Yeskenov came to the United States in 2014 at the young age of 18. He enrolled at USF to study business analytics because of his love for computers and technology.
“I believed that it would be great if I could combine business with technical skills in my career,” he said.
“Becoming a software developer was not something that I expected, yet I turned out to be very happy with my career choice.”
Yeskenov graduated from the University of South Florida’s Muma College of Business with a degree in business analytics and information systems less than a year ago and he is tasting what success is like working for one of the largest investment and banking firms in the country, Raymond James Financial, a company he had never heard of before arriving at USF. And he’s now being groomed for bigger things, having just completed an exclusive company program that helps bright new hires build industry knowledge and accelerate their growth.
One factor in Yeskenov's success was his involvement, while still a student, in the Corporate Mentor Program, in which he was paired with an executive from Raymond James. He said this introduction helped him secure an internship, which evolved into a full-time job.
For more than 25 years, the Corporate Mentor Program has helped students explore career opportunities and develop strategies for their professional, academic and social success. Mentors provide access to opportunities for students to learn how to become leaders in the corporate world and help them develop professionally. The program nurtures the development of the underlying skills that allow students to become tomorrow's leaders. But the mentors win as well. They are on the front line of recruitment and are often able to hire the brightest talent for their companies.
“Over my last two years at USF, I was paired with two mentors, but my first job opportunity emerged through my relationship and experience with my first mentor, Barry Papa,” Yeskenov said. “I met Barry in November 2016 at the Corporate Mentor Program breakfast. There was a big crowd of people, both mentors and mentees. On that day, we were introduced to each other and had a good conversation.”
Two months later Yeskenov went to Raymond James to meet Papa in his office.
“He showed me around and introduced me to an IT recruiter,” Yeskenov said. “He said that it would be great if I applied for their summer internship. I submitted my application. I had four rounds of interviews for that internship and got accepted.”

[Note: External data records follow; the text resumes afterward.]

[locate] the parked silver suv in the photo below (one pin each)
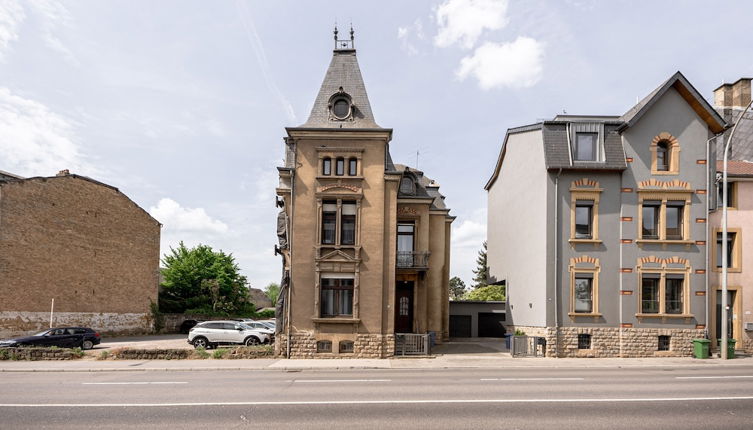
(209, 334)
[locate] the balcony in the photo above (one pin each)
(413, 260)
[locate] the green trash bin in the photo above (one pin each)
(730, 347)
(701, 348)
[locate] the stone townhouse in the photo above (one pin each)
(730, 100)
(600, 226)
(365, 242)
(82, 243)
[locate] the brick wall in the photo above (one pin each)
(78, 241)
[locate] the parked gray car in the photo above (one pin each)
(210, 334)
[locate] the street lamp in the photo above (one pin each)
(725, 304)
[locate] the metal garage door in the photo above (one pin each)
(490, 325)
(460, 326)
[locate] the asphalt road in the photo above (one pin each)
(687, 398)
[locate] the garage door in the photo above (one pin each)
(460, 326)
(490, 325)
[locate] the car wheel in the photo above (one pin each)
(201, 342)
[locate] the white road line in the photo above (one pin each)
(337, 380)
(371, 402)
(131, 383)
(531, 379)
(714, 377)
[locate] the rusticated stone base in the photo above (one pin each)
(615, 342)
(304, 345)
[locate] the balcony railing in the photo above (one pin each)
(412, 260)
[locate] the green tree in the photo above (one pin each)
(481, 273)
(488, 293)
(272, 292)
(457, 288)
(201, 280)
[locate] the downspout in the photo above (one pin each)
(556, 264)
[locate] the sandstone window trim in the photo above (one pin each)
(661, 270)
(736, 261)
(585, 191)
(672, 154)
(662, 200)
(582, 268)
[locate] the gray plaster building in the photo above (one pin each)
(600, 228)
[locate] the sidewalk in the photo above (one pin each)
(440, 362)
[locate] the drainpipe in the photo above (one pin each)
(556, 264)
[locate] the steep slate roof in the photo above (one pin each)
(677, 81)
(343, 72)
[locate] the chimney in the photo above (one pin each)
(735, 95)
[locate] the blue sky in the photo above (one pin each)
(182, 104)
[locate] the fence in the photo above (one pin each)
(412, 344)
(528, 346)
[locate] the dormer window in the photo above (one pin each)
(585, 146)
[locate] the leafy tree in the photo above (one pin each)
(457, 288)
(272, 292)
(481, 274)
(201, 280)
(487, 293)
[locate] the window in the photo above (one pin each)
(329, 221)
(732, 258)
(650, 225)
(336, 297)
(324, 346)
(584, 219)
(664, 343)
(584, 341)
(675, 217)
(340, 166)
(663, 294)
(585, 146)
(662, 156)
(348, 224)
(583, 300)
(650, 293)
(731, 194)
(346, 346)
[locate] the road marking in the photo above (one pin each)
(714, 377)
(531, 379)
(337, 380)
(371, 402)
(131, 383)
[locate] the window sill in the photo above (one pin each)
(594, 241)
(336, 320)
(664, 315)
(665, 241)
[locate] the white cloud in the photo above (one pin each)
(409, 34)
(34, 141)
(463, 21)
(518, 64)
(177, 219)
(11, 17)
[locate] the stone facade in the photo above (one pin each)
(608, 342)
(80, 242)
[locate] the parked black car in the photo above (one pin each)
(64, 337)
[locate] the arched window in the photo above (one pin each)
(662, 156)
(340, 166)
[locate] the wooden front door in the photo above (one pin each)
(404, 307)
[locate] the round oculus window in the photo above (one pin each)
(341, 108)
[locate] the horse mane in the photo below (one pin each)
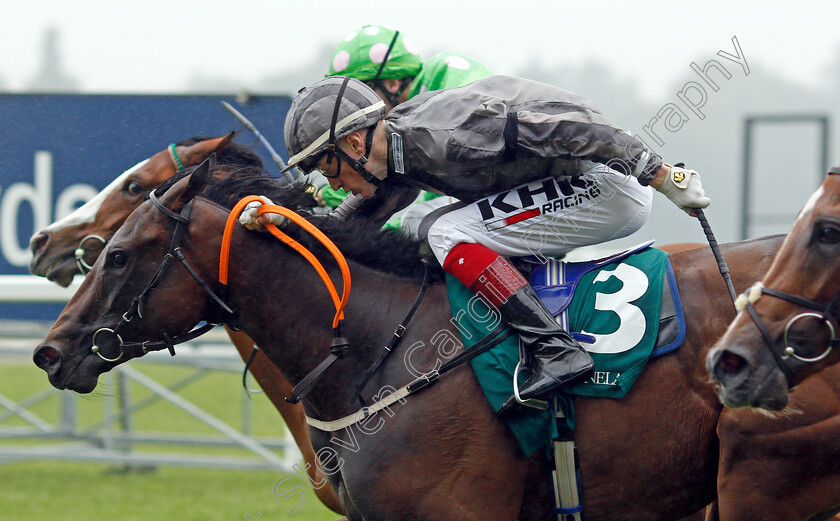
(359, 239)
(234, 158)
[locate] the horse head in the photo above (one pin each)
(788, 323)
(127, 304)
(71, 245)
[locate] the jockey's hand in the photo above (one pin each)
(250, 218)
(683, 187)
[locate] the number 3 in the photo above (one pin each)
(632, 324)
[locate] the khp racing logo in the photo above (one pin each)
(538, 198)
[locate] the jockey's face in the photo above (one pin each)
(342, 175)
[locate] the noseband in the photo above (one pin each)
(109, 339)
(788, 360)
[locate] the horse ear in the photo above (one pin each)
(194, 154)
(198, 180)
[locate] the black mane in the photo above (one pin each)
(358, 239)
(234, 153)
(234, 158)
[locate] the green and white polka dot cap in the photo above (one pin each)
(447, 70)
(360, 54)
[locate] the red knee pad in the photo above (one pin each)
(484, 271)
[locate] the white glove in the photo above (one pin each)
(248, 217)
(682, 186)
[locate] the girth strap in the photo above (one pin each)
(500, 334)
(395, 339)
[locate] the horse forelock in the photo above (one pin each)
(87, 212)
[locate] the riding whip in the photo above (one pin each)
(295, 173)
(710, 236)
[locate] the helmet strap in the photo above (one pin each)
(359, 164)
(331, 143)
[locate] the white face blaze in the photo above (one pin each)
(87, 213)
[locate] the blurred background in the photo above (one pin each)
(90, 88)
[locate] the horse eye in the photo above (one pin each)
(134, 188)
(118, 259)
(828, 234)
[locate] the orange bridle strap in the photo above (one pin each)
(308, 255)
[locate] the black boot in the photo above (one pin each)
(556, 358)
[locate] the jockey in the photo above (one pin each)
(387, 61)
(539, 170)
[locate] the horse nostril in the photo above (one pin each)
(38, 242)
(730, 364)
(47, 358)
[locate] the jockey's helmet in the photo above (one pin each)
(375, 52)
(324, 113)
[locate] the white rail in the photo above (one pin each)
(211, 352)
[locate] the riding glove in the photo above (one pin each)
(248, 217)
(683, 187)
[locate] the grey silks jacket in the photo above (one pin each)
(499, 132)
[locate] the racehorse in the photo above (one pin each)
(444, 454)
(788, 330)
(71, 245)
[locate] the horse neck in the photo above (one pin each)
(286, 309)
(707, 304)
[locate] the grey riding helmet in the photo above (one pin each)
(327, 111)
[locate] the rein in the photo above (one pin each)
(339, 345)
(110, 339)
(784, 355)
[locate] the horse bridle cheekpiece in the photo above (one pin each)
(107, 342)
(787, 358)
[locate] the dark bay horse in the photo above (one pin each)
(798, 304)
(71, 245)
(443, 454)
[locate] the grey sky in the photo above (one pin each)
(155, 46)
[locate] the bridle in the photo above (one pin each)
(109, 339)
(787, 358)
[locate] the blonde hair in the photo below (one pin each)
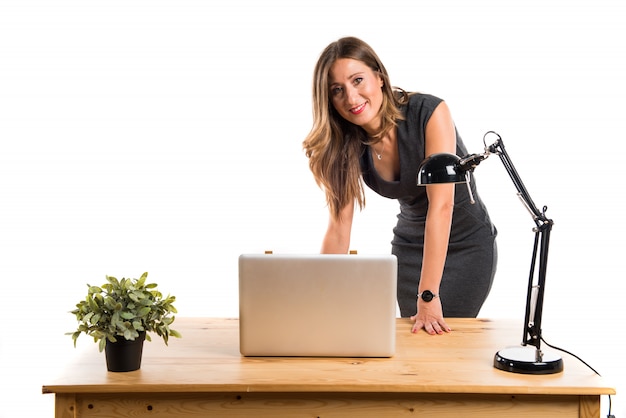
(334, 145)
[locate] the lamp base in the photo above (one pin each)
(527, 360)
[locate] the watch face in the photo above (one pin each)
(427, 295)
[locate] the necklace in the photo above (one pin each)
(379, 156)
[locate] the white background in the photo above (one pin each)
(165, 136)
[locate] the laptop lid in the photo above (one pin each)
(315, 305)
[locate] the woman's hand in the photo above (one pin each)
(430, 317)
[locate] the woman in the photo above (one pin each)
(365, 130)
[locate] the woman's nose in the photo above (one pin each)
(352, 94)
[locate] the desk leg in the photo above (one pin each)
(589, 407)
(64, 405)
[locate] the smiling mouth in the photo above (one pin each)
(358, 109)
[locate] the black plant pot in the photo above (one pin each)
(124, 355)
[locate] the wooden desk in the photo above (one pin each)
(203, 374)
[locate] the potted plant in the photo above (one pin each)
(120, 314)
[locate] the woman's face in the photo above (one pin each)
(356, 93)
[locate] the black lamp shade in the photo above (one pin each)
(440, 168)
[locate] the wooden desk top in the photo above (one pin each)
(207, 359)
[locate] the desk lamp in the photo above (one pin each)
(528, 358)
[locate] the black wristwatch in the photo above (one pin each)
(427, 295)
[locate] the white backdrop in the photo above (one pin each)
(165, 136)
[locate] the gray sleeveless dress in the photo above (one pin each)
(472, 255)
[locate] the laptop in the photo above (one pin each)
(317, 305)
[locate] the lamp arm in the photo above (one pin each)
(536, 289)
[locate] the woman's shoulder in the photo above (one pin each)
(421, 105)
(424, 99)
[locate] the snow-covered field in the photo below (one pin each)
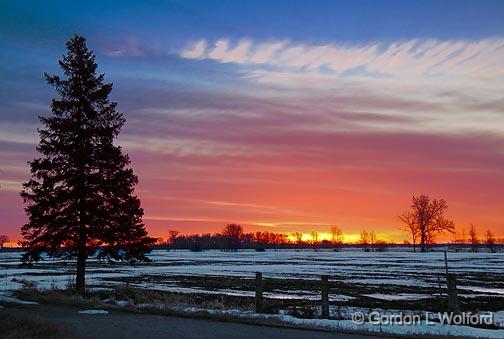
(479, 274)
(363, 280)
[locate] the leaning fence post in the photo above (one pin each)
(325, 296)
(259, 297)
(452, 293)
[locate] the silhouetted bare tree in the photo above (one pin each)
(426, 220)
(172, 236)
(337, 236)
(299, 237)
(80, 199)
(473, 238)
(372, 240)
(315, 240)
(364, 240)
(233, 234)
(490, 241)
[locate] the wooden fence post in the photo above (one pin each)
(446, 264)
(325, 296)
(259, 297)
(452, 293)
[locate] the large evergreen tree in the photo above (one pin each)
(80, 200)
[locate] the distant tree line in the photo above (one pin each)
(232, 238)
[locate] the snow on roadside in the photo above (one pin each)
(14, 300)
(398, 296)
(421, 329)
(347, 325)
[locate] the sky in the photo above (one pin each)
(283, 116)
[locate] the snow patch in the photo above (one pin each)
(93, 312)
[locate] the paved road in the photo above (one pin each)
(119, 324)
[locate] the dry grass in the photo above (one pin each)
(21, 327)
(58, 296)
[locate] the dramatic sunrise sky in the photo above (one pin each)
(280, 115)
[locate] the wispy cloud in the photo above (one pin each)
(418, 57)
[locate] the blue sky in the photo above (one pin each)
(277, 114)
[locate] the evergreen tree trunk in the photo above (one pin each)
(80, 278)
(80, 199)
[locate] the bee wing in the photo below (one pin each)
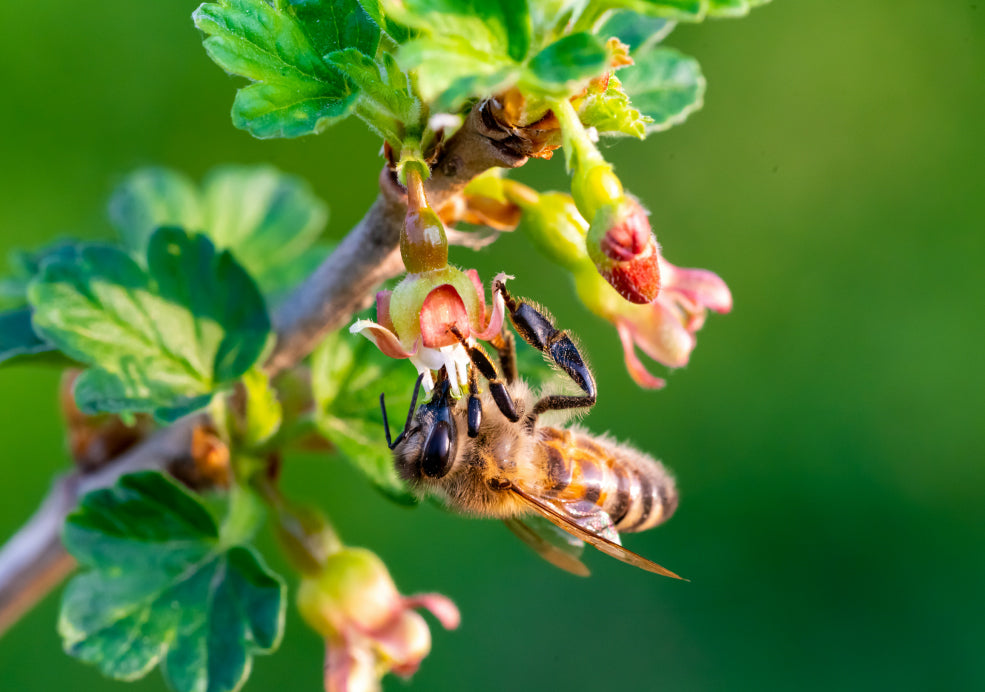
(564, 555)
(557, 515)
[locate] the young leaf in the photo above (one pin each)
(492, 27)
(296, 93)
(664, 85)
(347, 377)
(637, 31)
(161, 339)
(17, 336)
(574, 58)
(263, 410)
(336, 25)
(609, 110)
(684, 10)
(25, 266)
(385, 101)
(150, 198)
(267, 219)
(162, 588)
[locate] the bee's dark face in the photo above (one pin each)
(431, 445)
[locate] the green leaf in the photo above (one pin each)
(684, 10)
(348, 374)
(25, 265)
(733, 8)
(296, 92)
(150, 198)
(450, 70)
(161, 339)
(336, 25)
(566, 62)
(18, 338)
(664, 85)
(267, 219)
(397, 32)
(263, 410)
(385, 101)
(610, 112)
(492, 27)
(161, 588)
(635, 30)
(466, 49)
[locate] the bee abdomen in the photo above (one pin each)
(645, 496)
(636, 491)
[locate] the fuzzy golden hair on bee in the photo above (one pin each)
(488, 453)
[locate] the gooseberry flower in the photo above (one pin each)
(415, 321)
(665, 330)
(419, 318)
(370, 629)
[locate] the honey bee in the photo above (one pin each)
(504, 465)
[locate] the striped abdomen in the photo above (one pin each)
(636, 491)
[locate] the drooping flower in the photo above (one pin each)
(619, 240)
(370, 629)
(419, 318)
(666, 329)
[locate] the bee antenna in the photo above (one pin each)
(410, 414)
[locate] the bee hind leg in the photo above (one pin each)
(538, 330)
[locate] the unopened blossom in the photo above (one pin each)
(369, 628)
(619, 240)
(666, 329)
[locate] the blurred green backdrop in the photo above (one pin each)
(828, 436)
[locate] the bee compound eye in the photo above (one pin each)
(438, 453)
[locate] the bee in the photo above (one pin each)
(504, 465)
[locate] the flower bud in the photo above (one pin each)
(423, 242)
(625, 251)
(595, 186)
(369, 627)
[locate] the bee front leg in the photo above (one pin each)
(481, 362)
(538, 330)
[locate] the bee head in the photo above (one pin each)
(431, 445)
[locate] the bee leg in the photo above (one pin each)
(481, 362)
(475, 404)
(505, 346)
(539, 331)
(410, 414)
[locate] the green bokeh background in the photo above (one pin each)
(828, 436)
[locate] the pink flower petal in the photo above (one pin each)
(404, 642)
(384, 339)
(662, 336)
(480, 291)
(383, 310)
(701, 286)
(442, 309)
(636, 369)
(440, 606)
(349, 668)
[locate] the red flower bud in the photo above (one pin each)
(625, 251)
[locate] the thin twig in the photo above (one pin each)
(33, 561)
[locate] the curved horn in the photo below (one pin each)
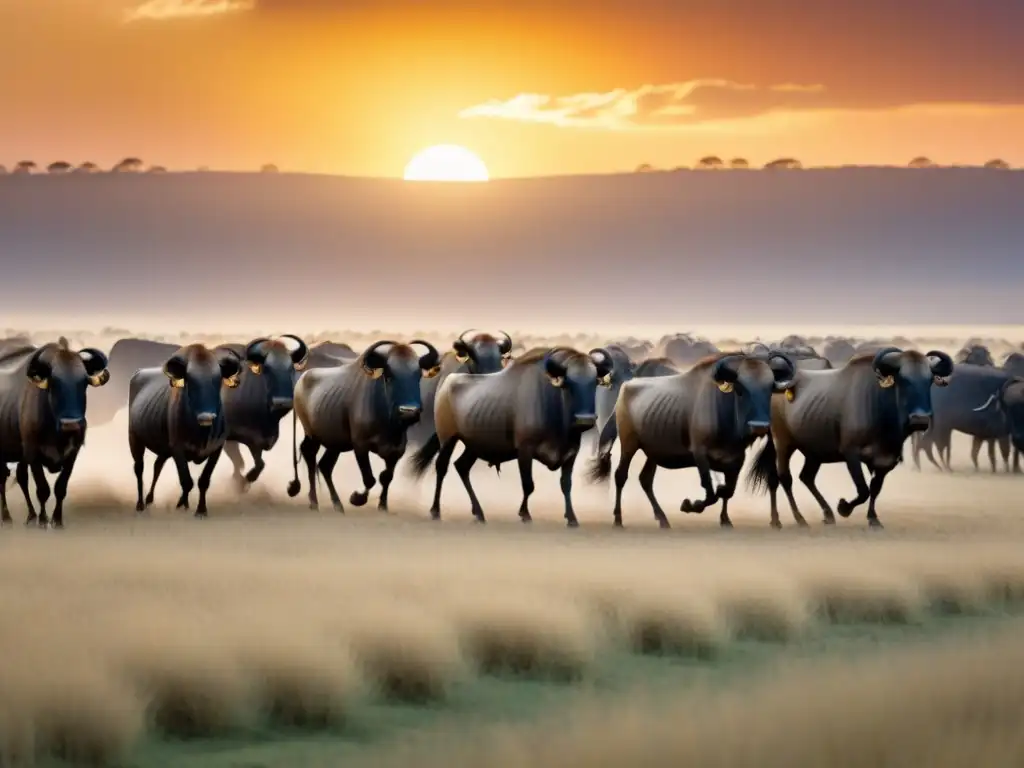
(942, 365)
(506, 344)
(783, 377)
(432, 357)
(301, 352)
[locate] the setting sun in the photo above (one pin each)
(445, 163)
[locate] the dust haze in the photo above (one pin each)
(270, 635)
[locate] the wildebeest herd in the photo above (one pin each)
(692, 406)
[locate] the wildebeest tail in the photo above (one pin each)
(294, 486)
(600, 467)
(765, 471)
(422, 458)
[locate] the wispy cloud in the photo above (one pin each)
(164, 9)
(664, 105)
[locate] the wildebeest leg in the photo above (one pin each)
(463, 465)
(233, 452)
(42, 491)
(204, 481)
(565, 482)
(358, 498)
(647, 483)
(700, 460)
(184, 478)
(440, 468)
(808, 475)
(975, 450)
(158, 467)
(390, 462)
(877, 481)
(309, 448)
(525, 462)
(326, 466)
(60, 488)
(863, 493)
(22, 474)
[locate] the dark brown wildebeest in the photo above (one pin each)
(254, 409)
(177, 412)
(43, 420)
(535, 410)
(476, 353)
(859, 414)
(365, 407)
(705, 418)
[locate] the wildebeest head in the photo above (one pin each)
(483, 352)
(912, 375)
(64, 376)
(275, 361)
(201, 372)
(751, 380)
(579, 376)
(400, 369)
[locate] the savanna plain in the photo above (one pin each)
(271, 635)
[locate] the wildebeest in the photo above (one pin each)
(471, 353)
(43, 419)
(254, 409)
(705, 418)
(176, 412)
(859, 414)
(961, 408)
(535, 410)
(364, 407)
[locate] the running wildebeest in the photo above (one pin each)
(254, 409)
(535, 410)
(176, 412)
(961, 408)
(859, 414)
(364, 407)
(705, 418)
(43, 420)
(476, 353)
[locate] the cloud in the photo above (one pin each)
(665, 105)
(164, 9)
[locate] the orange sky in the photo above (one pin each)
(358, 86)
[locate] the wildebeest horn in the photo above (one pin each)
(783, 374)
(432, 357)
(506, 344)
(942, 365)
(301, 352)
(725, 370)
(884, 367)
(602, 360)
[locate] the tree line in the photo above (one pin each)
(712, 162)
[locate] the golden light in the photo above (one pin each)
(445, 163)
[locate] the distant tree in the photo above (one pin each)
(128, 165)
(783, 163)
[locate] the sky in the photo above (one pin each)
(357, 87)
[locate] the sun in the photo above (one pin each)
(445, 163)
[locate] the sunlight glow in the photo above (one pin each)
(445, 163)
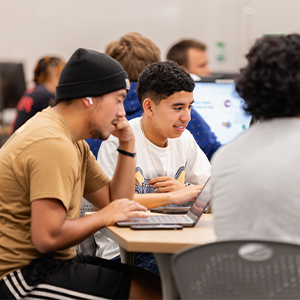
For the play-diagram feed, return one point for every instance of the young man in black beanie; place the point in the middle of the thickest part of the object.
(46, 168)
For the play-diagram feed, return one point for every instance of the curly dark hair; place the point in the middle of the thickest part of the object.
(270, 83)
(160, 80)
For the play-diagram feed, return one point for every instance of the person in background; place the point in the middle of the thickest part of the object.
(255, 178)
(134, 52)
(192, 56)
(38, 97)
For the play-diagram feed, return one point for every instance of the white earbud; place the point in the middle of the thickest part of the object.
(90, 100)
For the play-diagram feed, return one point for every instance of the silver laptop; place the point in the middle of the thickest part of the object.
(188, 220)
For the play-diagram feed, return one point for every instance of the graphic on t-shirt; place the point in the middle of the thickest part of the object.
(141, 183)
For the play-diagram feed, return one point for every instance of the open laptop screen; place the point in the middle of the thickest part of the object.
(221, 108)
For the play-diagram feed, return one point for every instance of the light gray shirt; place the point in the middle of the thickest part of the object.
(256, 183)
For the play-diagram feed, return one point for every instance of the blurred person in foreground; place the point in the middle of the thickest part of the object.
(38, 97)
(255, 178)
(45, 169)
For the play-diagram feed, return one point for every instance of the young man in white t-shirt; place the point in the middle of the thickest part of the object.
(168, 158)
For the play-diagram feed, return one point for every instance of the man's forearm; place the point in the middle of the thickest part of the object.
(123, 180)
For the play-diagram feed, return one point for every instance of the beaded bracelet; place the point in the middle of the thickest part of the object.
(130, 154)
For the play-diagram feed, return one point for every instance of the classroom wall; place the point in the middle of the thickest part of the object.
(33, 28)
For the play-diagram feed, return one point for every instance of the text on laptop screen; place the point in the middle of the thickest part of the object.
(222, 109)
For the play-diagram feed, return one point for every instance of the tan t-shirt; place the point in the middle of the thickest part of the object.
(41, 160)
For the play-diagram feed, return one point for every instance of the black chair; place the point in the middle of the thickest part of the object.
(238, 270)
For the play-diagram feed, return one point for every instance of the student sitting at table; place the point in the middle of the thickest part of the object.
(168, 157)
(255, 178)
(134, 52)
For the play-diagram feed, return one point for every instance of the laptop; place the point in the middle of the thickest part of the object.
(186, 220)
(222, 109)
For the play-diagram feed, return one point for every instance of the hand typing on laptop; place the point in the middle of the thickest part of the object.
(166, 184)
(122, 210)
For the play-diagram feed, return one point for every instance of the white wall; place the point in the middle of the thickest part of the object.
(30, 29)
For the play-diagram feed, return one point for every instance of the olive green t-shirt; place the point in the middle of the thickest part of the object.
(41, 160)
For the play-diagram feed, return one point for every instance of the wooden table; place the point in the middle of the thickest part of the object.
(162, 243)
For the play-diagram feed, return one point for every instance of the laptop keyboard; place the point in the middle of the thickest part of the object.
(166, 219)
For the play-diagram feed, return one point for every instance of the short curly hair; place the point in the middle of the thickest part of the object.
(270, 83)
(161, 80)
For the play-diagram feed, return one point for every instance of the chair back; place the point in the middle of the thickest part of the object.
(238, 270)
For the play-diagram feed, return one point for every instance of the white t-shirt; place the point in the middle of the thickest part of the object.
(182, 159)
(256, 183)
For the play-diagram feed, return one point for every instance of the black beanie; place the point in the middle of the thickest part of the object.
(90, 73)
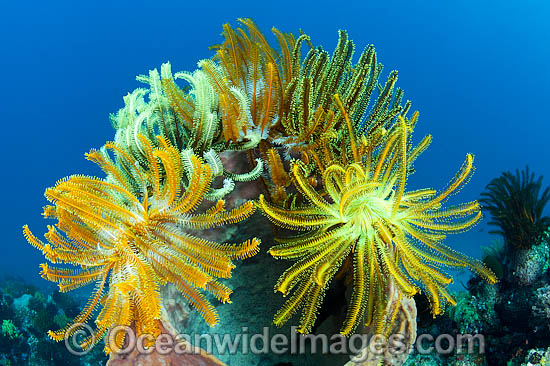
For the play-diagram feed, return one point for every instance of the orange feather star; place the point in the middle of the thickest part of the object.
(127, 233)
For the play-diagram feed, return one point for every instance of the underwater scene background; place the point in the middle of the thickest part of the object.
(477, 72)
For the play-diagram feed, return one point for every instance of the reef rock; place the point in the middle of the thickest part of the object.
(404, 326)
(193, 356)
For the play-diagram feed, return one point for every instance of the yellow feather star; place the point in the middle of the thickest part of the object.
(127, 234)
(363, 214)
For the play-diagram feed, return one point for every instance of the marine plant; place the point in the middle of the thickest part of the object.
(129, 233)
(516, 205)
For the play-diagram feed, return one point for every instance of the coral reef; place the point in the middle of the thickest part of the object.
(323, 146)
(124, 232)
(516, 205)
(26, 313)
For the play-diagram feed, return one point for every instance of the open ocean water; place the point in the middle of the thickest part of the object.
(477, 71)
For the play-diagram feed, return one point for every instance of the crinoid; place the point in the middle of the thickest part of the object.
(516, 204)
(127, 233)
(362, 212)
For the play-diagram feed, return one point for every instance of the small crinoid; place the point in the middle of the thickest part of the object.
(516, 204)
(127, 234)
(363, 213)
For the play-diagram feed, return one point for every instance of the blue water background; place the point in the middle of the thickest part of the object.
(478, 72)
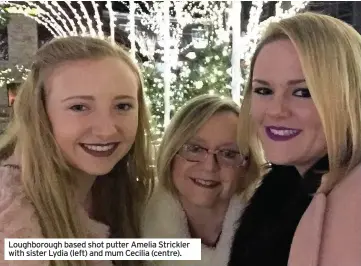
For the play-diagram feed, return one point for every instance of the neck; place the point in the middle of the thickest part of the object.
(205, 223)
(83, 187)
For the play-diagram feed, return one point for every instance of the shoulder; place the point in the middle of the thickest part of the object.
(18, 218)
(164, 216)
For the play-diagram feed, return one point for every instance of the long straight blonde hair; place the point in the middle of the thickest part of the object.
(330, 55)
(118, 198)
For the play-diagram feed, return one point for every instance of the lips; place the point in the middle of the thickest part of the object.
(282, 133)
(210, 184)
(100, 149)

Papa, who has worked at Raymond James since 2006, said being a mentor to promising students is among the more rewarding aspects of his job.
“I became a mentor to give back and provide leadership to students,” he said. “Sometimes, they need someone who shows them a new perspective and ultimately gives them more confidence. These students are smart and sometimes all they need is a little encouragement and advice.
“When I met Aitemir, I knew he was brilliant as soon as he started to talk.”
Papa said Yeskenov was a good fit because he was conscientious, disciplined and very bright. “He has grit,” Papa said, and the two have become good friends.
That Yeskenov is from Kazakhstan makes his story even more remarkable, Papa said.
“Imagine traveling across the world, learning a new language and getting an advanced degree in information systems,” he said. “He is brave and adventurous.”
Yeskenov completed the 10-week summer internship program, working on user interface development of a client-facing application with another intern.
“After I finished the internship, Raymond James Human Resources reached out to me, sending me a job offer to join the exclusive six-month-long Accelerated Development Program,” he said. “The track that I was assigned to is Application Development in Java. As an ADP IT associate, I learned many different technologies. I graduated from ADP in January. I’m now applying my skills to real-world projects.”
He now works full time at the Raymond James headquarters in St. Petersburg.
“My goals for the future,” he said, “include mastering development skills, growing as a professional, networking with people and hopefully ending up in management at an IT firm, or any firm with a big and innovative department for information technology.”
As his star rises at Raymond James, Yeskenov said that the relationship he formed with Papa remains strong.
“Despite the fact that I was Barry's mentee only for one year, we are still connected,” Yeskenov said. “We became good friends and I am always happy to share my experiences with him. I truly thank him for introducing Raymond James to me.”
Yeskenov said he would, one day, want to give back to the Corporate Mentor Program and perhaps become a mentor himself.